Çocukluğumuzda televizyondaki en büyük eğlencelerimizden biriydi.
Şapkadan tavşan çıkarır, elindeki mendilden bir buket çiçek oluştururdu.
Dikkat ve hayranlıkla izler, nasıl yaptığını anlamaya çalışırdık.
İllüzyonist Sermet Erkin, bu gösterileriyle hem eğlendirir hem de gerçek hayattan koparıp hayal yolculuğuna çıkarırdı bizi.
Çok sonra yaşımız ilerledikçe anladık ki aslında bütün bu mucizeler el çabukluğu ve çeşitli algı oyunlarının eseriydi.
Sihirin büyüsünün kaybolmasını anlamamız yıllar almıştı.
Büyüdük ve yeni illüzyonlarla karşılaştık.
Bu kez eğlenceli değildi ancak gerçeklerden uzaklaşmamız, hayal dünyasına dalmamız aynıydı.
Şapkadan tavşanın çıkması gibi yaşadığımız ülke bir anda dünyanın en önemli aktörlerinden biri olmuştu.
Savunma sanayi uçan, yüzen yeni teknolojilerle donatılmıştı.
Sihir gibiydi gösteriler, açılışlar.
Fakat olgunlaşmaktan mıdır nedir, Sermet Erkin gösterileriyle aynı tadı hissedemedik.
Örneğin, bu kadar gelişmiştik de neden Rusya'dan S 400 füzelerine 2 milyar dolar verip hangara kapatmıştık.
Ve bu füzeler nedeniyle dünyanın en gelişmiş savaş uçaklarından F 35'in program ortaklığından çıkarılıp, bari F 16 uçaklarımızı yenileyelim diye ABD Kongresi'nin önünde kamp kurmuştuk.

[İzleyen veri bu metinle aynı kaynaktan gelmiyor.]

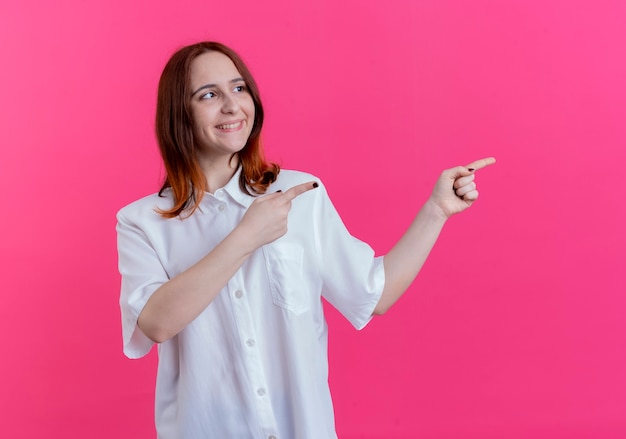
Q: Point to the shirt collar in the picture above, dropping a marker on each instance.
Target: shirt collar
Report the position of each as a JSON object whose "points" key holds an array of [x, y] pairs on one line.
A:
{"points": [[235, 192]]}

Ekonomide de hükümet, elindeki mendilin çiçek buketi olduğunu söylüyordu da biz neden göremiyorduk.
Gerçi sıcak yuvamızda Sermet Erkin'i izlerken o buketin verdiği hazzı hissetmemiz elbette mümkün değildi ama sabahın 5'inde kıyma kuyruğunda ya da market market gezerek ucuz soğan patates ararken bunu görmemiz imkansız gibiydi.
Dış politikada oyun kurucu olduk da dün şeytanlaştırdığımızın ayağına neden gittiğimizi de anlayamadık.
1999 yılında dünyanın en büyük deprem yıkımlarından birini yaşamış bir ülkede tarım arazilerinde bile bina yapılmasına ve inanılmaz paralar kazanılmasına rağmen 24 yıl sonra yine aynı yıkımı yaşamayı anlayamadığımız gibi.
Ya da SpaceX tarafından yerli ve milli uydumuzu dünya çeperine gönderdik diye gururlanacakken uluslararası haber ajanslarına Afrika ülkesi Kenya'nın uzaya uydu fırlattığının duyurulmasıyla hissettiğimiz burukluk hali.
Çünkü sihir eşsiz olursa hayallere sürükler zihni.
İllüzyon böyle bir şey gerçi, anlık zevklerden oluşuyor ve gerçeklerden koparıyor insanı.
Sermet Erkin'in gösterisini izlerken yerli ve milli bulgur ile yoğurda talim ediyorduk son illüzyonistlerin anlattığına göre.
Şimdi yine bulgur yiyoruz ama tereyağsız ve soğansız.
Zira tereyağının kilogramı 250, soğanın 30 liraya ulaştı.
Yoğurdu ise hiç sormayın, sihirle sofradan kayboldu...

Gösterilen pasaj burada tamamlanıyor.